Às dezoito horas do dia vinte e oito de Março de dois mil e cinco escrevo um parágrafo delgado e tardio numa página de Janeiro. Anacrónico. Espreguiço uma, duas, três frases num torpor de jarreta a apartar tostões para o café pingado e começo a espreitar os nomes das ruas na azulejaria. Beatriz Costa: nove azulejos, a insígnia e as armas na insígnia. Duas pás, uma betoneira e cimento: Alfragide. Saio do carro, o vento a demolir-me a vontade e o risco no parietal, os dois um só. Desvendo o número seis-A numa praceta, entalado por cubos amarelos de subúrbio triste; uma luz de cozinha numa janela de rés-do-chão e calças de bombazina no cordame do estendal, o rego de um peito de doméstica a roçar peúgas e o monograma de um lenço. Seis-A: duas cabeças à procura de letras num teclado, uma delas a do senhor doutor, quem quer que seja o senhor doutor. Cheguei. Cedo. De regresso ao carro, encosto o baço a um balcão. Peço café e bagos amargos de aspártamo. Snack-bar Ferrari; há bifanas num losango de papel prensado. No carro ligo o rádio e abro um livro. A medo. Falta uma hora.

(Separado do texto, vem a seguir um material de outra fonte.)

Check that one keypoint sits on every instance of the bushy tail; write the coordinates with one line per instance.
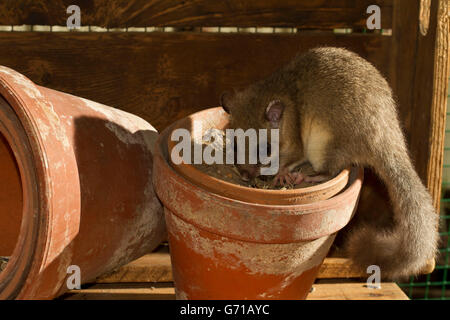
(404, 249)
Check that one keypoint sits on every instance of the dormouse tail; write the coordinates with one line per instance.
(404, 249)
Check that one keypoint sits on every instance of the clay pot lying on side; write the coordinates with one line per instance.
(75, 189)
(223, 248)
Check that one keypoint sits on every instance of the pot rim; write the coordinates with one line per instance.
(341, 177)
(16, 129)
(174, 190)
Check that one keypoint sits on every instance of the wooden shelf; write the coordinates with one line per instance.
(156, 267)
(166, 291)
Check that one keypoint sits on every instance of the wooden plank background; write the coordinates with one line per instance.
(164, 76)
(318, 14)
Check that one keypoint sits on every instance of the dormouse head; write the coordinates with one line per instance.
(251, 112)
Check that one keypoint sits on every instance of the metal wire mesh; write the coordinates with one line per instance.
(436, 286)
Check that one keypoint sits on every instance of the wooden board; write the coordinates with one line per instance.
(166, 291)
(420, 79)
(292, 13)
(156, 267)
(163, 77)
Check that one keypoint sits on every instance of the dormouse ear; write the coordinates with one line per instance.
(225, 98)
(274, 112)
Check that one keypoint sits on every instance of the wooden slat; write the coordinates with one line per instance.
(166, 291)
(239, 13)
(419, 77)
(164, 76)
(156, 267)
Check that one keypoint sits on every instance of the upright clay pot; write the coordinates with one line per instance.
(223, 248)
(75, 188)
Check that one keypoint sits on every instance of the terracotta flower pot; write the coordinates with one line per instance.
(218, 119)
(75, 188)
(223, 248)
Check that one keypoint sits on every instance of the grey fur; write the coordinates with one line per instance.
(350, 102)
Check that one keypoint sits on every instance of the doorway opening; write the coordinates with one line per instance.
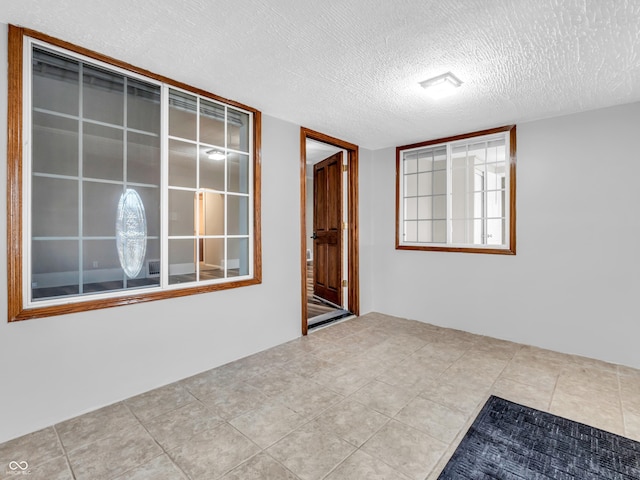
(329, 229)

segunda-feira, março 21, 2005

Pritzker 2005


I've been such an outsider my whole life. It's just kind of startling.

The multiplicity of ideas is what I'm interested in. The hybrid in our society - where there is no singular idea of what is beautiful.

Thom Mayne, The New York Times - 21 de Março de 2005.

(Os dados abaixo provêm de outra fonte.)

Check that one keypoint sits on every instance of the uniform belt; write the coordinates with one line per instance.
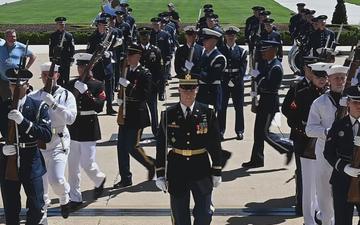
(189, 152)
(231, 70)
(215, 82)
(28, 144)
(87, 113)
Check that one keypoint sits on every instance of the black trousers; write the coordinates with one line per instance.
(64, 71)
(34, 191)
(203, 208)
(261, 133)
(128, 143)
(237, 95)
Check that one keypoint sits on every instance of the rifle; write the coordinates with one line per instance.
(254, 99)
(96, 56)
(13, 161)
(122, 95)
(354, 65)
(49, 82)
(354, 188)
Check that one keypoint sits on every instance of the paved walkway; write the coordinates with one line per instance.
(325, 7)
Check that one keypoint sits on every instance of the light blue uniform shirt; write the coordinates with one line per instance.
(10, 56)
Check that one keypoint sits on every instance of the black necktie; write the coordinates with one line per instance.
(188, 113)
(358, 127)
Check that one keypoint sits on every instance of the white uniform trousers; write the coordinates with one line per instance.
(55, 161)
(323, 173)
(309, 198)
(82, 154)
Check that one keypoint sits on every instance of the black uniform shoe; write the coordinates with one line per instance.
(74, 205)
(239, 136)
(99, 190)
(151, 173)
(123, 183)
(110, 111)
(65, 210)
(161, 97)
(253, 164)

Fotografia: Caltrans District 7 Headquarters, Baixa de Los Angeles (Morphosis).

sexta-feira, março 18, 2005

Leituras

«Direi como foi que na dita cidade de Granada aprendi as mais das coisas da Lei de Mafamede e bem assim a tomar meus banhos, e a jogar o enxadrez, e a ler e a escrever da mão direita para a mão esquerda, e da mão esquerda para a mão direita, e mais coisas assombrosas de mulheres, e outras maravilhas que são próprias dos homens ricos e de grande condição. E sobre todas as coisas que guardo memória destes meus dias passados na dita cidade de Granada, recordo cada instante que passei na companhia daquela que fez cativa minha alma para todo o sempre e que não sendo a mais formosa de quantas criaturas há no mundo, sempre foi para mim a mais perfeita de quantas mulheres andaram sobre a terra, por ser aquela que em seus olhos eu podia ver a feição de sua alma.»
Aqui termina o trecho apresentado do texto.